On 18 June, India’s first-ever film fund, The Indian Film Company (IFC), will start trading at the London Stock Exchange’s Alternative Investment Markets (AIM) Exchange. IFC, which recently raised Rs450 crore at AIM, is a unique initiative. Its sole mandate is to fund film projects conceived and executed by third parties. In return, it will get the intellectual property rights (IPRs) to these projects and the revenues realized by exploiting these IPRs will accrue to the company. So far, it has only one client, a Mumbai-based motion picture company, Studio18, which is just about a year old.
Studio18 is an interesting business venture. The company plans to produce, acquire, promote, market, syndicate and distribute its own, as well as third-party, films across the domestic and global markets. It has also set up its own home video and music divisions to exploit the revenue potential across these two platforms.
The company has already produced five films, including Honeymoon Travels Pvt. Ltd, Kya Love Story Hai and 1971: Prisoners of War, in the past year and has 14 new projects on the floor. This, effectively, means IFC has hit the ground running, with several projects waiting for funding.

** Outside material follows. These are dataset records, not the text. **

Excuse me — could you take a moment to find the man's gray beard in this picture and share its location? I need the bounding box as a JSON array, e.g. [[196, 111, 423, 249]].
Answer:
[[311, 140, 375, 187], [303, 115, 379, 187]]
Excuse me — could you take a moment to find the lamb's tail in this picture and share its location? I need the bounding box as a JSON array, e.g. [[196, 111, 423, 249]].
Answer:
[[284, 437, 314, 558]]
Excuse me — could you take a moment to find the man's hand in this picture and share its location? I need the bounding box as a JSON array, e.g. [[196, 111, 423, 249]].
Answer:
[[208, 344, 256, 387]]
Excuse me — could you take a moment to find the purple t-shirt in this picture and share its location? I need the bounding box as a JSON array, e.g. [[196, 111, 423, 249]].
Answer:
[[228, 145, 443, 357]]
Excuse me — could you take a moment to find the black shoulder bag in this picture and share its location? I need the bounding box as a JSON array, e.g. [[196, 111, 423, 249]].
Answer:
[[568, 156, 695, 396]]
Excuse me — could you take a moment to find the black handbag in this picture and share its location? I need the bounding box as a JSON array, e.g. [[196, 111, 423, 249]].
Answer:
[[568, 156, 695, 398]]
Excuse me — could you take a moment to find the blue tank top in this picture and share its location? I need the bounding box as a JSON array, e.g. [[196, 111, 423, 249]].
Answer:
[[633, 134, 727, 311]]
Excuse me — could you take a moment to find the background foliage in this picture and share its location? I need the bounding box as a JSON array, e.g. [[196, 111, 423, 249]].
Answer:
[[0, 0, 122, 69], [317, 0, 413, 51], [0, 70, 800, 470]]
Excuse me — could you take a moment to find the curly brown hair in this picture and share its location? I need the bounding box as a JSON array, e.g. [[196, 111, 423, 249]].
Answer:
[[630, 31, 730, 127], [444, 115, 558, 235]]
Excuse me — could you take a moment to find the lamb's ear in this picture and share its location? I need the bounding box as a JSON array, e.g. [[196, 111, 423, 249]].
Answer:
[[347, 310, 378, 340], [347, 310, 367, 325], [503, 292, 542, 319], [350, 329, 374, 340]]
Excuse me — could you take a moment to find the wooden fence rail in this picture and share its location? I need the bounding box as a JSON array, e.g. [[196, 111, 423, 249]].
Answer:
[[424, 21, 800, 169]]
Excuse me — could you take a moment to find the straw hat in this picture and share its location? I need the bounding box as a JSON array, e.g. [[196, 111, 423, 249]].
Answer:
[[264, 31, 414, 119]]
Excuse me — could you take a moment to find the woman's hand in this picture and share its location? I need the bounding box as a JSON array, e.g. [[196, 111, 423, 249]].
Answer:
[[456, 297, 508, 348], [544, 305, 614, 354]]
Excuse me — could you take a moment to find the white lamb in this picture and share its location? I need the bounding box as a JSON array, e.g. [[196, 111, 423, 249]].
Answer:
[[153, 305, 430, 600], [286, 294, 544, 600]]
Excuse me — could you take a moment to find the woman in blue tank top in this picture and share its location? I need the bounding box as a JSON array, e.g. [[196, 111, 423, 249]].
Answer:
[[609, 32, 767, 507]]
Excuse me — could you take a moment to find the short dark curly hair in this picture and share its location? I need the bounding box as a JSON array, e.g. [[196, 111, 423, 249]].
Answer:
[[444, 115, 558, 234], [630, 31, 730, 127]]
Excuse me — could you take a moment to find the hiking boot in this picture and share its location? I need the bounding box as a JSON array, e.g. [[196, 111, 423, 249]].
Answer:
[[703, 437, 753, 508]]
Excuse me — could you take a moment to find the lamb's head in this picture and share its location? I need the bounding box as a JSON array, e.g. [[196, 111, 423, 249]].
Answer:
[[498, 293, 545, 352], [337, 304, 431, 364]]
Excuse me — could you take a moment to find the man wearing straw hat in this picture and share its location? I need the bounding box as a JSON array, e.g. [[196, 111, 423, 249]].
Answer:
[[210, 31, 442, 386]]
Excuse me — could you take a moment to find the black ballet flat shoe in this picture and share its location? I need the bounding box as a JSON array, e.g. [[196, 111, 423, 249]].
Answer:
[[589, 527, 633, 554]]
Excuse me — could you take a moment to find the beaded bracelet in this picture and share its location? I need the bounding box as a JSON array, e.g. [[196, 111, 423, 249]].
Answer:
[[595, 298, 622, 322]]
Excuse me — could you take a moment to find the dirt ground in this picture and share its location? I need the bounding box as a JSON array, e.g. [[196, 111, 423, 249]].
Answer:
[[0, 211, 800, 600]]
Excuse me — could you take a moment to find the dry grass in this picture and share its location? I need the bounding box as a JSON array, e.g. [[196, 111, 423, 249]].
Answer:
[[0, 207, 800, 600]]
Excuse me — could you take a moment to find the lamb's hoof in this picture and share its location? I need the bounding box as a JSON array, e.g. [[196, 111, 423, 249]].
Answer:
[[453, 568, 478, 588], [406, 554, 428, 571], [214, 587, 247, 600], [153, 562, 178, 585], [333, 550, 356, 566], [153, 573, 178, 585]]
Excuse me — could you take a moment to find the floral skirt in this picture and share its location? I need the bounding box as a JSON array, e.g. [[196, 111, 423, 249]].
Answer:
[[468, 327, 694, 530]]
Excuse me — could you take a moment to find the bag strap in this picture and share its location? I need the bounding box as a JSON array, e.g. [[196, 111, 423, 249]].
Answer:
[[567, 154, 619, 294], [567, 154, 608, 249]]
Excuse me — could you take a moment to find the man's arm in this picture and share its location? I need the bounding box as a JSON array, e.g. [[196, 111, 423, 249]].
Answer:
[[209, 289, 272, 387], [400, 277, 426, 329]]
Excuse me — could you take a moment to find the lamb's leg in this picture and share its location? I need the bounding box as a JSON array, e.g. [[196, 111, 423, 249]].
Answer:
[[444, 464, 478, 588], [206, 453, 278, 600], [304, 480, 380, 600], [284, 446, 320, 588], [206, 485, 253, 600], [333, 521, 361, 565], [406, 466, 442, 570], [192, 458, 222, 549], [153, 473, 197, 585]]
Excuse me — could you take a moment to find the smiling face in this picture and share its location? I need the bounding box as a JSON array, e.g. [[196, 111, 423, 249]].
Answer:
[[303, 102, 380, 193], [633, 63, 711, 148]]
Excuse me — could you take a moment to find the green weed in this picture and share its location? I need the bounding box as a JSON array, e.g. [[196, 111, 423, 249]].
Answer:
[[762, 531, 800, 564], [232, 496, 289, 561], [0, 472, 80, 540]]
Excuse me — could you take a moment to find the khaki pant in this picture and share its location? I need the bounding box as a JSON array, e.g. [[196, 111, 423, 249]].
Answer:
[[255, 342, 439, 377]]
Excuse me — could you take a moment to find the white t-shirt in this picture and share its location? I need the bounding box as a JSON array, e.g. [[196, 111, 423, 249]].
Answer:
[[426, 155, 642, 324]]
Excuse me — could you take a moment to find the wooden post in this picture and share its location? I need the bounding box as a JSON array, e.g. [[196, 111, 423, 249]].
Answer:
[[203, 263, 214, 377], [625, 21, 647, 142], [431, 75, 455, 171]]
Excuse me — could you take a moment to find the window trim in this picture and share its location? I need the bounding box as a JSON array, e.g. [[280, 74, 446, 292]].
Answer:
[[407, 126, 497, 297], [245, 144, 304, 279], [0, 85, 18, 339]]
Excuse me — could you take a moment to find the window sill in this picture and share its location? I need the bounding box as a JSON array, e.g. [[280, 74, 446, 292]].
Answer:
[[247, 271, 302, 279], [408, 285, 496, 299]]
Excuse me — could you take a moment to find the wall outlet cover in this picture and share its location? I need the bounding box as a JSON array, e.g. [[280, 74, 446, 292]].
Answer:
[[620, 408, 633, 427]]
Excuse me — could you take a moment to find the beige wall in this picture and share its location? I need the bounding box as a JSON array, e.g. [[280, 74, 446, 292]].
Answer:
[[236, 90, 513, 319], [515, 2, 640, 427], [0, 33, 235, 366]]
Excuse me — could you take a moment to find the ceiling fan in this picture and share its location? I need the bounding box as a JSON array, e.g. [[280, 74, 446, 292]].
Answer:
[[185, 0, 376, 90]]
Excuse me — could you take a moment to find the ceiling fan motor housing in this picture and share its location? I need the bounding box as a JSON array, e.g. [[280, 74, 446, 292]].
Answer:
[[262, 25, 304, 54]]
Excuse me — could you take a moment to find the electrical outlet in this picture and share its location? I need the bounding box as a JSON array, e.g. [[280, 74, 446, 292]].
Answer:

Interestingly, IFC also has the wherewithal to exploit these films’ properties across the Internet and other new media platforms such as mobile phones. The company has access to some of the unique Internet platforms owned by Web18, an entity in which Television18 India Ltd (TV18), India’s leading business news broadcast company, has an 85% stake. While it already has a small mobile entertainment service, TV18 is also keen on identifying new opportunities in the mobile and digital space. One of its affiliate companies, Capital18, in fact, has raised Rs100 crore to fund new initiatives in the new media and mobile consumer services space. And if it finds some interesting services there, the filmed content produced by Studio18 and funded by IFC will be exploited on those platforms, too.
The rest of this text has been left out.